We allowed the water to boil long enough for sufficient mass to be lost by steam. The final mass measured was 133.0 g, which means there was 17.7 g mass loss due to steam. However, the amount actually lost is greater because steam mass was being lost between the end of the data collection to the time when we measured the mass.
We measured the change in time when water was boiling by selecting the region where the line of the graph was horizontal at 100*C. This came out to be 116.5 s.
Now that we have the change in time, power, and mass we can solve for the latent heat of vaporization by doing the following.
First we took that the amount of energy is proportional to the power and time (W=Pt). This gave us that 35882 J of energy were used in the 116.5 s.
Next we took the amount of energy used and divided it by the amount of mass lost due to steam. This gave us the latent heat of vaporization for water to be 2027 J/g or 2.027 x 10^6 J/kg.
We took the results of experimental latent heat of vaporization for water and put them on a spreadsheet. With this we were able to calculate the standard deviation for the experiments. The standard deviation was 8.58x10^5 J/kg. We can take this to be the uncertainty in the experiment. This means that our value for latent heat of vaporization was 2.027 x 10^6 J/kg +/- 8.58x10^5 J/kg. This range of uncertainty covers the true value therefore we conclude that the our experimental value is accurate.
Latent Heats
In this problem, we will determine the final temperature of a 790 g block of ice that has 215 kJ of heat added to it. The total heat is equal to the heat required to take the temperature up from -5 *C to 0 *C, then the latent heat of fusion for water, and then the heat required to take the temperature of liquid water up to its final temperature.

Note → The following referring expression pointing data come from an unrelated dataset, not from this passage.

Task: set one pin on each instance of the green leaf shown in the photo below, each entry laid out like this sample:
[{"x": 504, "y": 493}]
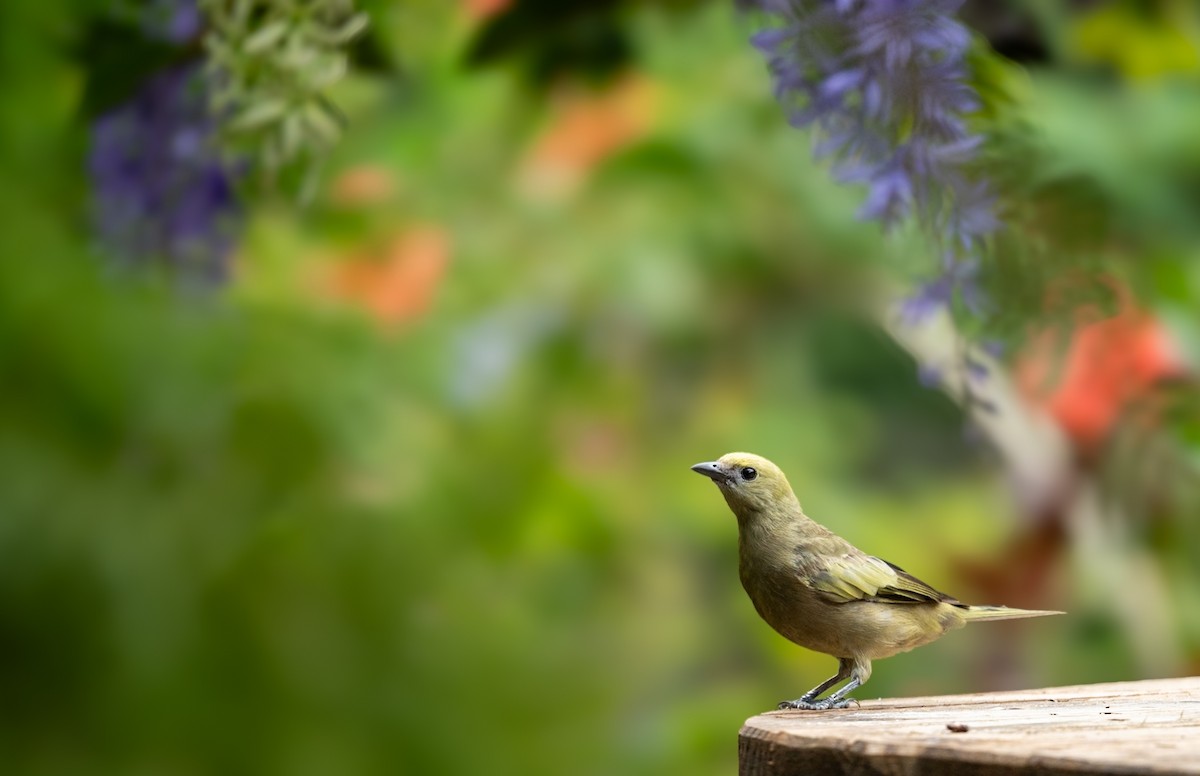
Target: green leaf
[{"x": 259, "y": 114}]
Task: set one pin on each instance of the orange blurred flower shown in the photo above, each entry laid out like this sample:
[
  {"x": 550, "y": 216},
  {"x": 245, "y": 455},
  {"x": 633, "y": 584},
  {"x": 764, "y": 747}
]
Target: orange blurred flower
[{"x": 396, "y": 283}]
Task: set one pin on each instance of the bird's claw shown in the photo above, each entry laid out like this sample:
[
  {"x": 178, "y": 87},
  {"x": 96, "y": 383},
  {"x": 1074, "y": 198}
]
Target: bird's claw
[{"x": 804, "y": 704}]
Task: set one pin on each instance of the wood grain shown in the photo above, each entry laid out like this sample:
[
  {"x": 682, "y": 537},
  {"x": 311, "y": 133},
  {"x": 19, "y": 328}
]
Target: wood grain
[{"x": 1138, "y": 727}]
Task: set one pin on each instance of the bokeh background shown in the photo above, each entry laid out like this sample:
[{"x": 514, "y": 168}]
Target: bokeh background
[{"x": 371, "y": 455}]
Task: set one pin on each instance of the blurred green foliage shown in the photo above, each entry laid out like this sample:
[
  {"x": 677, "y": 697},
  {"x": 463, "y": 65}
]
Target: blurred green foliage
[{"x": 263, "y": 533}]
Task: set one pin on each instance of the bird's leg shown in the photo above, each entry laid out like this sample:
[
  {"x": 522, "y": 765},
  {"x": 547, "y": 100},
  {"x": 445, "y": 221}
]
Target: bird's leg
[
  {"x": 808, "y": 701},
  {"x": 857, "y": 671}
]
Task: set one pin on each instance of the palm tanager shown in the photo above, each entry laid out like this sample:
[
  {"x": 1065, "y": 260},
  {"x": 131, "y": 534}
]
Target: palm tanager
[{"x": 820, "y": 591}]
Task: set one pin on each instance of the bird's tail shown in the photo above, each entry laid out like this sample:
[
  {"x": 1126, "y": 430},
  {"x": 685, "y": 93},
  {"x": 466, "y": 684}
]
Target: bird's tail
[{"x": 1002, "y": 613}]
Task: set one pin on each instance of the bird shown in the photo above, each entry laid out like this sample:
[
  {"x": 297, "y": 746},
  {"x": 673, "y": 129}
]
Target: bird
[{"x": 822, "y": 593}]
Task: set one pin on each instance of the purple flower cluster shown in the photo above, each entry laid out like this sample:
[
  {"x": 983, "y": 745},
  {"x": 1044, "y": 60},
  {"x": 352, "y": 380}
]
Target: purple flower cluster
[
  {"x": 172, "y": 20},
  {"x": 883, "y": 84},
  {"x": 161, "y": 190}
]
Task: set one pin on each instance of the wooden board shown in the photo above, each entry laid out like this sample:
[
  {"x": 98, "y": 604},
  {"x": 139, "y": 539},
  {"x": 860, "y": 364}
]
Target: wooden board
[{"x": 1135, "y": 727}]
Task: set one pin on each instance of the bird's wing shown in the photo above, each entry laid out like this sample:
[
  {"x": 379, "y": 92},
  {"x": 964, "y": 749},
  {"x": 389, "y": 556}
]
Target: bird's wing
[{"x": 858, "y": 577}]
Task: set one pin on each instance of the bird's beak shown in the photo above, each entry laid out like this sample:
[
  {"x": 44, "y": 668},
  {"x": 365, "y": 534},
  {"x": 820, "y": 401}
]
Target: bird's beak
[{"x": 712, "y": 470}]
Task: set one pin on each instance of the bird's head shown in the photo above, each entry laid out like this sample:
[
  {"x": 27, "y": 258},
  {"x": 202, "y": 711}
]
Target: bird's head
[{"x": 751, "y": 485}]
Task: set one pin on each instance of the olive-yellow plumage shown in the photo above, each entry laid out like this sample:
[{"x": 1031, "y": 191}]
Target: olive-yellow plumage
[{"x": 821, "y": 591}]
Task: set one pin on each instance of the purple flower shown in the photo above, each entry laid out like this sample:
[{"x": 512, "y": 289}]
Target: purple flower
[
  {"x": 161, "y": 191},
  {"x": 172, "y": 20},
  {"x": 883, "y": 85}
]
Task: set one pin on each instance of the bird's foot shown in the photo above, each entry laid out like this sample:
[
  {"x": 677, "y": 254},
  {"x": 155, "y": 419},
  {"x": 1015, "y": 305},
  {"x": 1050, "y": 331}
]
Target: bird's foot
[{"x": 807, "y": 704}]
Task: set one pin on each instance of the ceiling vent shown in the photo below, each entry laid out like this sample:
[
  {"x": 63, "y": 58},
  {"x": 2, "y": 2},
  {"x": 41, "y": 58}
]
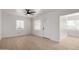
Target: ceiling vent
[{"x": 31, "y": 11}]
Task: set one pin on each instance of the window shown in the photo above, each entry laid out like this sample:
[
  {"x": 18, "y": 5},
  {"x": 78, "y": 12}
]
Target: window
[
  {"x": 37, "y": 25},
  {"x": 72, "y": 24},
  {"x": 19, "y": 25}
]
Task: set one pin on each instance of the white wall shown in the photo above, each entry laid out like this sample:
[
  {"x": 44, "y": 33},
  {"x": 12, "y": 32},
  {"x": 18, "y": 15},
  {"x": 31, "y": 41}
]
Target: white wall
[
  {"x": 0, "y": 24},
  {"x": 53, "y": 28},
  {"x": 9, "y": 25},
  {"x": 63, "y": 32},
  {"x": 73, "y": 32},
  {"x": 53, "y": 22}
]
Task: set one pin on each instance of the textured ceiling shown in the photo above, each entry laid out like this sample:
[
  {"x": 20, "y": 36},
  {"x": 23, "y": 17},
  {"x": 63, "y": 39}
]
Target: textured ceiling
[{"x": 20, "y": 12}]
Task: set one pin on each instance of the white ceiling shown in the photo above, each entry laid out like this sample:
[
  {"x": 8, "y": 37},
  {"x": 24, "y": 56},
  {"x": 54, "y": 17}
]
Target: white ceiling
[{"x": 20, "y": 12}]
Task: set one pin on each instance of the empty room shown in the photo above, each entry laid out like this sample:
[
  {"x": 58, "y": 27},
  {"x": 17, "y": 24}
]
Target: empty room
[{"x": 39, "y": 29}]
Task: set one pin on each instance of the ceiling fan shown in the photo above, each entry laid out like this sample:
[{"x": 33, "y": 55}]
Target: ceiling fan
[{"x": 29, "y": 12}]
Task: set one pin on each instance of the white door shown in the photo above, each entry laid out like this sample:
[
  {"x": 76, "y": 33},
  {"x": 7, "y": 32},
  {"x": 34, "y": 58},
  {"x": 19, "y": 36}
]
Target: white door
[{"x": 45, "y": 28}]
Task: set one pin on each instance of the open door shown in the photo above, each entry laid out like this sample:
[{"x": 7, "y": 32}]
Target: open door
[{"x": 45, "y": 28}]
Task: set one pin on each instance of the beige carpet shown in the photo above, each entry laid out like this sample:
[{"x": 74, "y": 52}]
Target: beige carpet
[{"x": 37, "y": 43}]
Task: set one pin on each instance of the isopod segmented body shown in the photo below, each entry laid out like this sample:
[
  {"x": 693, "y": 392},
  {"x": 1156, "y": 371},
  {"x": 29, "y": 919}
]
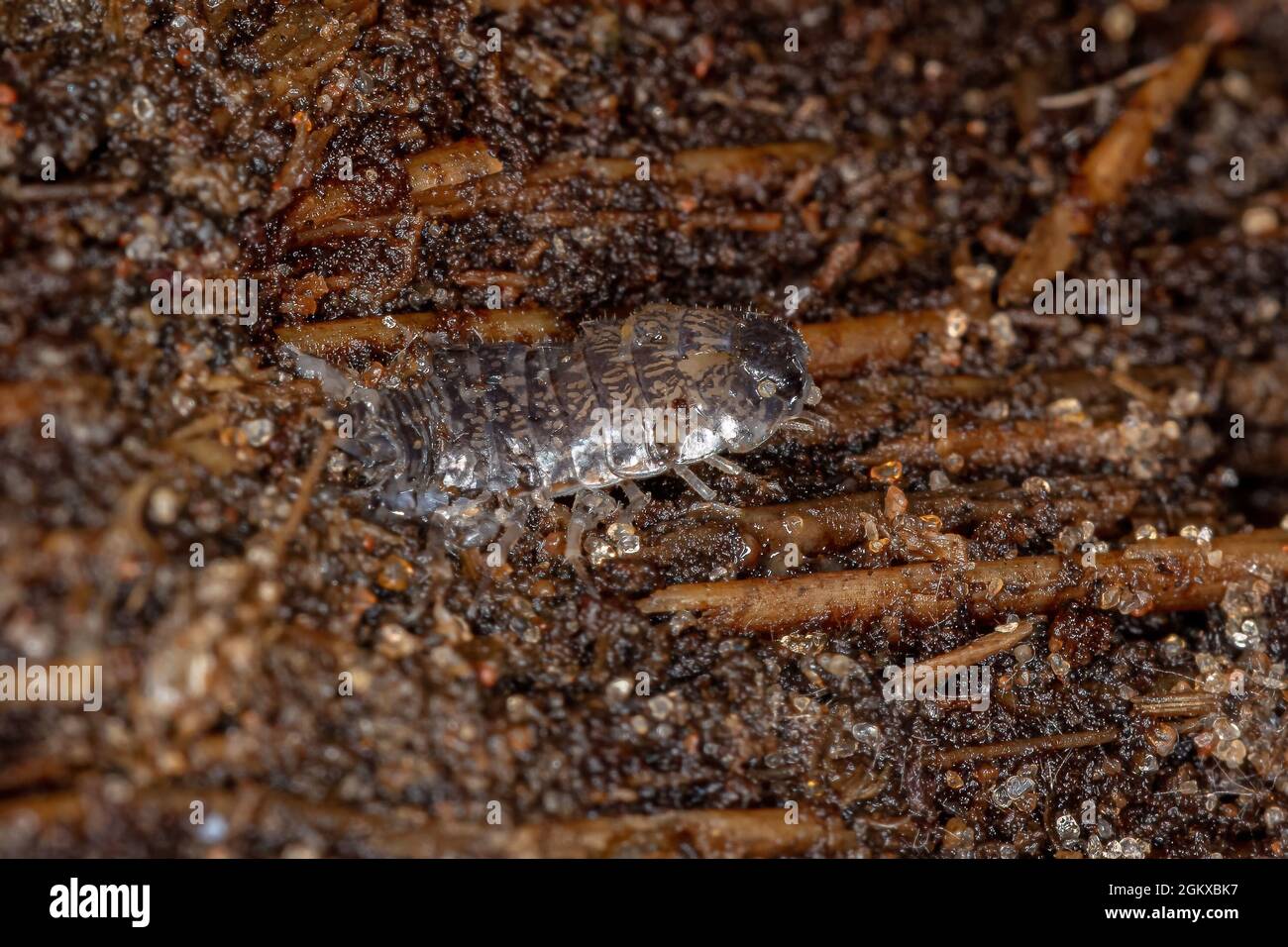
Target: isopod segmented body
[{"x": 662, "y": 389}]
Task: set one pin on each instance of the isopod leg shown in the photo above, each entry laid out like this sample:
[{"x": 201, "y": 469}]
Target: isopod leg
[
  {"x": 695, "y": 482},
  {"x": 514, "y": 518},
  {"x": 589, "y": 509},
  {"x": 638, "y": 500},
  {"x": 742, "y": 474}
]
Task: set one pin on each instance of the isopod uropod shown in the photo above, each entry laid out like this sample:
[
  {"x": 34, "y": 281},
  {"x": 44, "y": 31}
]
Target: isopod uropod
[{"x": 489, "y": 428}]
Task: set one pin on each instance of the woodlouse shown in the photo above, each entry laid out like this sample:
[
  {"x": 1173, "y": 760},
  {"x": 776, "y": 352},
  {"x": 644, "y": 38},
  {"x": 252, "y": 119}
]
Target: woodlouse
[{"x": 490, "y": 428}]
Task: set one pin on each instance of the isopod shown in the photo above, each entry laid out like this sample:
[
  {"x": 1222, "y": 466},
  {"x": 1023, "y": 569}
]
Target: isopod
[{"x": 489, "y": 428}]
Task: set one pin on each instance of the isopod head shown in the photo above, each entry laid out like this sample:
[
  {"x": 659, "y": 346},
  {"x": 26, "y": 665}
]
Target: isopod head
[{"x": 767, "y": 384}]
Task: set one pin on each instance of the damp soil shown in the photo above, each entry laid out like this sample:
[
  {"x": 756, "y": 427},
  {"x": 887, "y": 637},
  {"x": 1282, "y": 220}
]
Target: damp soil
[{"x": 333, "y": 682}]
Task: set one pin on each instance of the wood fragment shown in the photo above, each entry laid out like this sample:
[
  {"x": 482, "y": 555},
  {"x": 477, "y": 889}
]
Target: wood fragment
[
  {"x": 1188, "y": 703},
  {"x": 391, "y": 333},
  {"x": 1168, "y": 575},
  {"x": 1115, "y": 163},
  {"x": 1017, "y": 748},
  {"x": 842, "y": 347}
]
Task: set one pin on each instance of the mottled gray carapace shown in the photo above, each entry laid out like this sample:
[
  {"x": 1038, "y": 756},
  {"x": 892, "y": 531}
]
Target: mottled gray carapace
[{"x": 625, "y": 399}]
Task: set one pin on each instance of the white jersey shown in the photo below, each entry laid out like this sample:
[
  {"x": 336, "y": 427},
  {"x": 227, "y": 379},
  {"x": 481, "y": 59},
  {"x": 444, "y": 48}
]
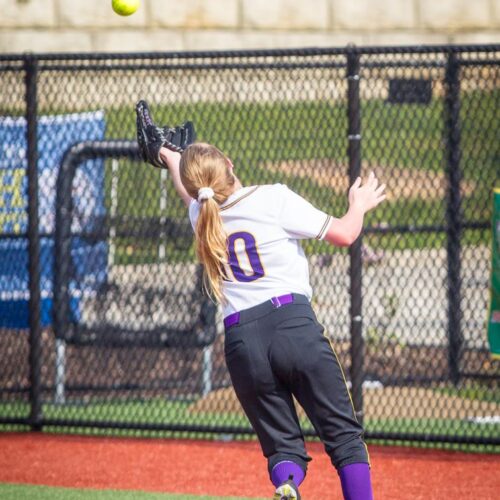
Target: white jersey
[{"x": 264, "y": 224}]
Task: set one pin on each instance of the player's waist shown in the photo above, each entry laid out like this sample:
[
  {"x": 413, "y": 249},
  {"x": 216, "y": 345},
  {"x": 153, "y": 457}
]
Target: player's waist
[{"x": 255, "y": 312}]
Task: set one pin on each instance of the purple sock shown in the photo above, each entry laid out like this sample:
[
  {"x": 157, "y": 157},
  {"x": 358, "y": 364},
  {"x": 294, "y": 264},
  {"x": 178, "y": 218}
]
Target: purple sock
[
  {"x": 283, "y": 470},
  {"x": 356, "y": 482}
]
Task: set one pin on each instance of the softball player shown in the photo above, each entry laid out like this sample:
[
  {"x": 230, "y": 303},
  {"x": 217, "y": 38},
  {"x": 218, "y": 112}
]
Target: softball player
[{"x": 248, "y": 239}]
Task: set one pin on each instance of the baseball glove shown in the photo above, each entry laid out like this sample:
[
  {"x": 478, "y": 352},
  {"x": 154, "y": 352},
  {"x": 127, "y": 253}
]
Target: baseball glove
[{"x": 152, "y": 138}]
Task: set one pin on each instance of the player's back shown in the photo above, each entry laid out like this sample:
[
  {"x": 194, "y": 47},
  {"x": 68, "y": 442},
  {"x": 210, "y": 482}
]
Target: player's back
[{"x": 264, "y": 224}]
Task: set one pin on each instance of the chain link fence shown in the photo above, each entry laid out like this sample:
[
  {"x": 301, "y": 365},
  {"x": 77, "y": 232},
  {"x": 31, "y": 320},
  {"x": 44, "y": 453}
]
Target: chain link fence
[{"x": 103, "y": 324}]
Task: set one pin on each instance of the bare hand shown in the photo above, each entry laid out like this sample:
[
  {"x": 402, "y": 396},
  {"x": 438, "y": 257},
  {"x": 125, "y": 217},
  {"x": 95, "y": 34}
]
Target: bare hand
[{"x": 368, "y": 195}]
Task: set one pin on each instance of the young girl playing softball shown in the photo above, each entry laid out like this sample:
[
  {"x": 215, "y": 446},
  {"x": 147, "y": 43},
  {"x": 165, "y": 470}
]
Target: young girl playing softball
[{"x": 247, "y": 239}]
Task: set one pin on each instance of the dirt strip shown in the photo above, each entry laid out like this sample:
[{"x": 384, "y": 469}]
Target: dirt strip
[{"x": 234, "y": 469}]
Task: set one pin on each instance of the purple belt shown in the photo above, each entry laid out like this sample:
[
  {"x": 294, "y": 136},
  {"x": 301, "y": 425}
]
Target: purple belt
[{"x": 234, "y": 318}]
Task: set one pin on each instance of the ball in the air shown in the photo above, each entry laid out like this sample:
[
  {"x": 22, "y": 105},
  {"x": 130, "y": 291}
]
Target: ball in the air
[{"x": 125, "y": 7}]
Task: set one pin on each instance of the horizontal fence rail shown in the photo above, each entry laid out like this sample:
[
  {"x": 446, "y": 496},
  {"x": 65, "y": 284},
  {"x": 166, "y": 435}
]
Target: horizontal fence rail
[{"x": 103, "y": 321}]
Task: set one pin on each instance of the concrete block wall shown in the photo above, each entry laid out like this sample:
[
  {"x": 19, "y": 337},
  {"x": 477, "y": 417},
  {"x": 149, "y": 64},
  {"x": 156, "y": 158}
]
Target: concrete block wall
[{"x": 91, "y": 25}]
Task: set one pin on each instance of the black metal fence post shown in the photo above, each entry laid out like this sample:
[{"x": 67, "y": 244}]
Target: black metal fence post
[
  {"x": 355, "y": 270},
  {"x": 453, "y": 213},
  {"x": 31, "y": 65}
]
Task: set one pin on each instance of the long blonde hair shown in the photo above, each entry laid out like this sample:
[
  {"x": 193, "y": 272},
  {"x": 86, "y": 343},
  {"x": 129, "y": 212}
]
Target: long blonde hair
[{"x": 203, "y": 165}]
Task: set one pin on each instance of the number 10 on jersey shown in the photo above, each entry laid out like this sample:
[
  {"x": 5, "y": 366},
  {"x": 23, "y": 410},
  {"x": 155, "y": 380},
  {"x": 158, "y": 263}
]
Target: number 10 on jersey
[{"x": 244, "y": 259}]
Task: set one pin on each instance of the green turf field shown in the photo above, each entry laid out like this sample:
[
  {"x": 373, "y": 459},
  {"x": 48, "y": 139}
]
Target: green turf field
[{"x": 28, "y": 492}]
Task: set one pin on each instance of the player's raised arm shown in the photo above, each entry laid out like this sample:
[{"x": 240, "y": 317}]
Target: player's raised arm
[
  {"x": 362, "y": 198},
  {"x": 172, "y": 160}
]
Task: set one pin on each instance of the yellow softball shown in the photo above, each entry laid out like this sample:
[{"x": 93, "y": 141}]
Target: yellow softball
[{"x": 125, "y": 7}]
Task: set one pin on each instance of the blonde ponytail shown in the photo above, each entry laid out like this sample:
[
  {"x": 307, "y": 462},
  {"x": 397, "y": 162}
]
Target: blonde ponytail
[{"x": 204, "y": 167}]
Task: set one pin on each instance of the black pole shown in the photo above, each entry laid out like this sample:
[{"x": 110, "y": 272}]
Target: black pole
[
  {"x": 31, "y": 66},
  {"x": 72, "y": 159},
  {"x": 453, "y": 213},
  {"x": 355, "y": 270}
]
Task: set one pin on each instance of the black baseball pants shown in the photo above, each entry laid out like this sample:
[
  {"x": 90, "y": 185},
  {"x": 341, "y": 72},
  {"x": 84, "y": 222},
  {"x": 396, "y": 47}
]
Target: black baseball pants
[{"x": 274, "y": 353}]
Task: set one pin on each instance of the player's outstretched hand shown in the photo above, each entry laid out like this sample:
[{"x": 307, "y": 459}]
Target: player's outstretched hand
[
  {"x": 152, "y": 138},
  {"x": 368, "y": 195}
]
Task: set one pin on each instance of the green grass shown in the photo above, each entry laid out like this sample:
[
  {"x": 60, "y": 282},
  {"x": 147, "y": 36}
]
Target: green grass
[
  {"x": 161, "y": 411},
  {"x": 31, "y": 492},
  {"x": 405, "y": 136}
]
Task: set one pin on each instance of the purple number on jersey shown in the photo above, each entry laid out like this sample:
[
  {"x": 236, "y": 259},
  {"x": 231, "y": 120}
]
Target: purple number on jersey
[{"x": 252, "y": 254}]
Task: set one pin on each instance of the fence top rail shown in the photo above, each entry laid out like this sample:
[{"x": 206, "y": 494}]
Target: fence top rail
[{"x": 227, "y": 54}]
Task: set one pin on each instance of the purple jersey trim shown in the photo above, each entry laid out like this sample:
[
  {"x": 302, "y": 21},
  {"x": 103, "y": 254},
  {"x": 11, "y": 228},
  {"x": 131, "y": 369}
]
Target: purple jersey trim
[{"x": 234, "y": 318}]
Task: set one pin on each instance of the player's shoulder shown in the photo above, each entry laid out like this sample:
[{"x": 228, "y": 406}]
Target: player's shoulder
[{"x": 276, "y": 189}]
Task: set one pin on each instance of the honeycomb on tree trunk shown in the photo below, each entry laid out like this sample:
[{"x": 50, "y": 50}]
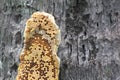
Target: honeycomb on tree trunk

We calculated that it takes 8255.5 J to rise the temperature 5 C* to 0 *C. Then we calculated that the latent heat of fusion was 1777500 J. This means that to change the temperature of solid water from -5 *C to liquid water at 0 *C, it takes 1785.76 kJ (82.555 kJ + 1777.5 kJ) of energy. This means 215 kJ is not enough to melt the block ice, therefore, the final temperature is 0 *C.
We also summed the energies and came up with a negative result. The negative implies that there needs to be more energy applied to the ice.
Relationships Between Pressure, Volume, and Temperature
This shows the relationship between pressure (P) and volume (V). We can see that the pressure and volume are inversely proportional. It is somewhat intuitive since if volume gets closer and closer to zero, the pressure must be approaching infinity. So P=A/V where A is a constant.
A demonstration with hot and cold water was conducted with a pressure sensor. The graph below shows the relationships between temperature and pressure.
This shows the relationship between pressure (P) and temperature (T). The pressure is proportional to the temperature. The graph of P vs. T is linear as seen from the demonstration.